Thursday, January 12, 2012

What are two appealing features of Shelley's "Ozymandias?"

The use of multiple voices that Shelley uses to narrate the poem and the universal message that ends it become two of the most appealing features of "Ozymandias."  


There is a powerful story to Shelley's poem. It is enhanced in the way that it is narrated. The opening line where the speaker meets a "traveller from an antique land" is extremely appealing.  On one level, the speaker is narrating a story within a story.  The speaker is sharing the narrative as we listen, for he tells it as it was told to him.  This feature is reflective of the Romantic movement, of which Shelley was a part.  


Romantic thinkers believed that truth existed in all aspects of the world.  There is much to be learned from formal instruction as there is from random stories.  The poem's opening enhances this because life's truths are being communicated by a stranger, a random "traveller from an antique land."  The poem's opening helps to frame its meaning for the reader.
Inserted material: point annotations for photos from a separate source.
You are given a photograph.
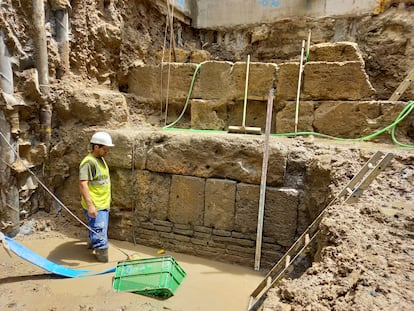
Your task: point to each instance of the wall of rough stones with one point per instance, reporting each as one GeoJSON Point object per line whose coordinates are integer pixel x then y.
{"type": "Point", "coordinates": [334, 85]}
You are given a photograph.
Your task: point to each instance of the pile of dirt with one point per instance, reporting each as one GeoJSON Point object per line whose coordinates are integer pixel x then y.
{"type": "Point", "coordinates": [366, 262]}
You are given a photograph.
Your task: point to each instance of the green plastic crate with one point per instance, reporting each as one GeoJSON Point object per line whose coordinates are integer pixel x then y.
{"type": "Point", "coordinates": [159, 276]}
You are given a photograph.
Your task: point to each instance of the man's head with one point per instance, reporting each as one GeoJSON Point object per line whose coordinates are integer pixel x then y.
{"type": "Point", "coordinates": [100, 142]}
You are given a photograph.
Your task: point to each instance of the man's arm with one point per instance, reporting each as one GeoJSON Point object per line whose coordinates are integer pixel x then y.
{"type": "Point", "coordinates": [84, 190]}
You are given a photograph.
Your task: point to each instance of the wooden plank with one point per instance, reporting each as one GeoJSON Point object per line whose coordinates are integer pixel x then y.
{"type": "Point", "coordinates": [263, 181]}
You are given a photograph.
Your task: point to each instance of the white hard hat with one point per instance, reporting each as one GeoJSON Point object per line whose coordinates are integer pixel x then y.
{"type": "Point", "coordinates": [102, 138]}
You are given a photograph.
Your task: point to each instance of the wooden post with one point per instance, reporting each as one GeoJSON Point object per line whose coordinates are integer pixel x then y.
{"type": "Point", "coordinates": [62, 38]}
{"type": "Point", "coordinates": [260, 217]}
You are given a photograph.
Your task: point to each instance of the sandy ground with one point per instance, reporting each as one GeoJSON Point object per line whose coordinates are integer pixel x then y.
{"type": "Point", "coordinates": [209, 285]}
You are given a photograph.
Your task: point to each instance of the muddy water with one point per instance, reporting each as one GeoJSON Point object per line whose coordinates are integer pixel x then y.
{"type": "Point", "coordinates": [208, 286]}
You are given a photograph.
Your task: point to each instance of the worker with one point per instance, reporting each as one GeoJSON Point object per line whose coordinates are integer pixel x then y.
{"type": "Point", "coordinates": [95, 189]}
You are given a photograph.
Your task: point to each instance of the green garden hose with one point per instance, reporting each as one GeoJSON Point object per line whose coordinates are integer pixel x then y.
{"type": "Point", "coordinates": [403, 114]}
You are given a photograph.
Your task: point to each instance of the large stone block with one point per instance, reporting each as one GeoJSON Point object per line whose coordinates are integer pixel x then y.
{"type": "Point", "coordinates": [237, 157]}
{"type": "Point", "coordinates": [287, 81]}
{"type": "Point", "coordinates": [187, 200]}
{"type": "Point", "coordinates": [214, 81]}
{"type": "Point", "coordinates": [336, 81]}
{"type": "Point", "coordinates": [208, 114]}
{"type": "Point", "coordinates": [145, 81]}
{"type": "Point", "coordinates": [346, 119]}
{"type": "Point", "coordinates": [335, 52]}
{"type": "Point", "coordinates": [285, 119]}
{"type": "Point", "coordinates": [281, 210]}
{"type": "Point", "coordinates": [247, 206]}
{"type": "Point", "coordinates": [220, 196]}
{"type": "Point", "coordinates": [255, 113]}
{"type": "Point", "coordinates": [262, 77]}
{"type": "Point", "coordinates": [152, 193]}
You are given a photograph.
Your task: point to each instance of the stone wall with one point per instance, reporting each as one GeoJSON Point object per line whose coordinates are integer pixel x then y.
{"type": "Point", "coordinates": [334, 85]}
{"type": "Point", "coordinates": [199, 193]}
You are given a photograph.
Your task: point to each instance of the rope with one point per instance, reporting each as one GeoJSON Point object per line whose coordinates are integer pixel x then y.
{"type": "Point", "coordinates": [53, 196]}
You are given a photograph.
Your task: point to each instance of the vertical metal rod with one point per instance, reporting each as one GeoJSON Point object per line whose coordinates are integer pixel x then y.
{"type": "Point", "coordinates": [299, 86]}
{"type": "Point", "coordinates": [245, 92]}
{"type": "Point", "coordinates": [260, 216]}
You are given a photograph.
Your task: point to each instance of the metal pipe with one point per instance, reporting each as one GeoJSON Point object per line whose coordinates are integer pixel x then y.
{"type": "Point", "coordinates": [6, 72]}
{"type": "Point", "coordinates": [42, 68]}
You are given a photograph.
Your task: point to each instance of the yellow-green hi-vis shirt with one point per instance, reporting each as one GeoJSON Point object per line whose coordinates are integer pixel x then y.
{"type": "Point", "coordinates": [96, 171]}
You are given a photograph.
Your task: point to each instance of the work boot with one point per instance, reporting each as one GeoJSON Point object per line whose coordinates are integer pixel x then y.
{"type": "Point", "coordinates": [101, 254]}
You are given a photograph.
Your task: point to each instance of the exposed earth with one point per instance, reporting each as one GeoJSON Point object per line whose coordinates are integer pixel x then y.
{"type": "Point", "coordinates": [365, 261]}
{"type": "Point", "coordinates": [208, 285]}
{"type": "Point", "coordinates": [365, 258]}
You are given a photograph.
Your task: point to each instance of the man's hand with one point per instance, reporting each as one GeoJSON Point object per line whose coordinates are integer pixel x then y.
{"type": "Point", "coordinates": [92, 212]}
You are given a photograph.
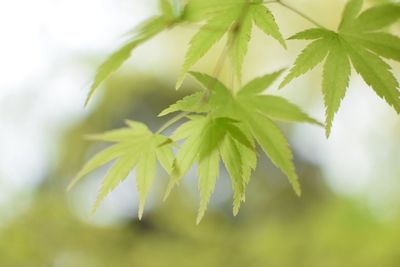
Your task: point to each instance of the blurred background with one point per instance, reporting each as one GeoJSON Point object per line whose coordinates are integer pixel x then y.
{"type": "Point", "coordinates": [349, 214]}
I think that the end message of the traveller's story is another appealing feature of the poem.  The power of time offsets Ozymandias's boastful declaration of power.   When we see the "colossal wreck" that is all that left of the statue, it is a reminder of how time withers everyone and everything. Shelley uses the poem to communicate the temporal nature of human beings.


Ozymandias was arrogant and boastful.  He truly believed that he inspired fear in people.  However, only decay and disrepair remains.  This message is a powerful one as it communicates the reality that underscores all of human hopes and dreams.  While Ozymandias saw himself as immortal, the reality is that "Nothing beside remains."  Time will continue, even when we do not.  This philosophical statement is one of the poem's most appealing aspects.